Pre-Qualification vs Pre-Approval

How loan pre-qualification is different from loan pre-approval?

Before you make an offer to buy a home, be sure your financial affairs are in order by getting pre-approved or pre-qualified for a mortgage loan. Either scenario puts you in a stronger position as a buyer, but they mean different things.


What does it mean to get pre-qualified?

When you are pre-qualified for a home loan, you provide a lender with approximate income, current debts and any important details from your credit history. The lender uses these figures to calculate how much money you may be eligible to borrow. You may receive a Conditional Qualification Letter, which determines your likelihood of obtaining a loan. However, all information submitted during pre-qualification is subject to verification at the time your actual loan application is submitted. Because your financial situation has yet to be verified, there is no guarantee of a home loan.


What does it mean to get pre-approved?

Typically, pre-approval means that your financial situation has been verified by the lender. When you get pre-approved, you fill out a mortgage loan application and may have to pay an application fee. After an extensive examination of your financial situation, your lender will commit in writing to fund your loan, pending a successful appraisal of the home and a few other conditions.
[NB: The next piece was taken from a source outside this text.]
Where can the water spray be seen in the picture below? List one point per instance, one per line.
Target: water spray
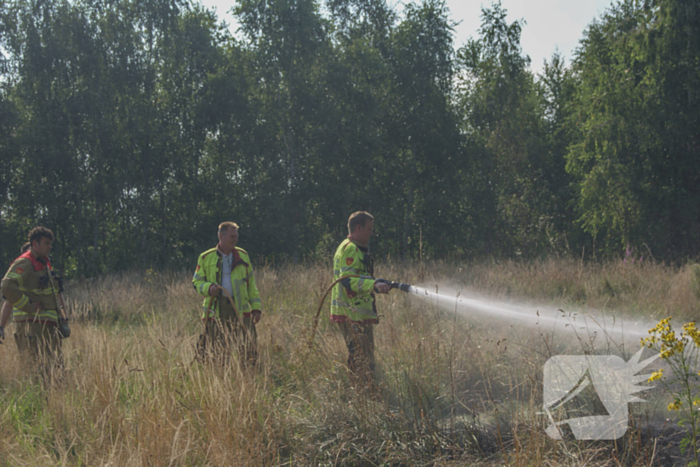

But I haven’t found a house yet…

Just because you’re pre-approved for a mortgage loan doesn’t mean you have to borrow the money. However, the lender must stand behind his written loan commitment unless something changes with your situation. In today’s competitive market, getting pre-approved gives you a competitive advantage as compared to other buyers that are not.


Why would the lender change his mind?

There are some things that could cause a lender to withdraw from providing a loan after a pre-approval letter is issued. If your credit situation changes between your pre-approval and the loan’s funding, the lender could change your interest rate or even deny the loan application. So, while you’re buying a house, abstain from applying for credit cards or other loans.


Don’t be surprised!

If you haven’t done so already, get a copy of your credit report, which lists your financial history, including total debt and whether you pay bills on time. Checking your credit report regularly is the best way to spot identity theft, credit report errors or other financial missteps that very well could affect your ability to buy a home. You’re entitled to one free credit report from each of the three credit-reporting bureaus every year. Find out how to obtain your free reports at

So what documents does a loan officer need to pre-approve me?         

  •          W-2’s and tax returns for the past 2 years 
  •          Most recent pay stubs for the past 30 days
  •          Last two months’ of bank statements (all pages even if they are blank) 
  •          ID cards (I.e. Driver’s license, Social Security Card)

Be smart, take steps to secure your finances, and get pre-approved for a home loan. Soon you’ll be in the home you’ve always dreamed about!